When Parker Center opened in 1955, it was home to cutting-edge police facilities: a crime lab, a traffic map room and a communications center. While its International Style architecture is timeless to some, the city has long argued for the demise of the building, a rundown footnote in bureaucratic history. In 2009, the Los Angeles Police Department opened a new, $437 million headquarters across the street.

On Friday, City Council voted unanimously to approve a Civic Center Master Plan that has no place for the old police facilities building, designed by Welton Becket & Associates and J.E. Stanton. The blueprint would raze it in favor of a $483 million, 27-story building that includes city office space and private storefronts.

The move was a blow to preservationists.

“Welton Becket was one of a handful of architects who shaped Southern California in its most significant period of growth in the 20th century,” says architect and historian Alan Hess, who's working on a book on California modern architecture in the 20th century. “His contributions created the city that we live in, and we shouldn't forget that part of our heritage.”

Becket also is credited with the Music Center of Los Angeles County, Hollywood's Capitol Records Building and the Cinerama Dome. But city officials, who denied Historic-Cultural Monument designation for Parker Center, decided the structure was not worth restoring — at an estimated $107 million — and that it was not as significant as Becket's other designs.

“Parker Center was not an exceptional example of Becket’s work,” according to a statement from the office of local city Councilman José Huizar, who pushed for the Civic Center Master Plan.

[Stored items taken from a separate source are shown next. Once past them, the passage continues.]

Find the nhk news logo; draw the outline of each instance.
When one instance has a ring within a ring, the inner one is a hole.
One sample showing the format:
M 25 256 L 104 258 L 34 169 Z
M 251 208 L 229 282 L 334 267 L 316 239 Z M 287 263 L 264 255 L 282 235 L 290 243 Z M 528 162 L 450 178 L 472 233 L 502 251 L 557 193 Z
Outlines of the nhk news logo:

Huizar also said Parker Center was a symbol of government trampling a minority neighborhood, Little Tokyo, by using eminent domain to destroy homes and businesses at a time when Japanese-Americans were just starting to rebuild their lives after World War II internment. He said that the former police headquarters would likely be gone by this time next year.

“The [Los Angeles] Conservancy is deeply disappointed in this action, as we have worked for more than five years to prevent the needless demolition of Parker Center,” according to a Conservancy statement. “We strongly believe reuse and rehabilitation of the building are fully capable of meeting the city’s intended goals, and is the more cost-effective approach that can save millions in taxpayer dollars.”

Under the master plan, a bronze exterior sculpture by artist Bernard J. Rosenthal outside the building and a mosaic mural by artist Joseph Young inside Parker Center would be preserved.

Parker Center is the epicenter of the plan to create 1.2 million square feet of city office space, more than 1 million square feet of housing, more than 300,000 square feet of retail, 32,000 square feet of cultural space and 45,000 square feet of civic plaza, according to Huizar's office. While the plan spans 15 years and six phases, the demo of Parker Center is phase one.

In 1969 the building was named for late police Chief William H. Parker, a man who brought military discipline and tactics to the department at the cost of rapport with minority communities. Though it's been in countless movies and television shows, Parker Center's most memorable role was as a site of unrest after the officers accused of beating Rodney King were acquitted in 1992. Demonstrators destroyed a guard shack on the property as police in riot gear tried to fend them off.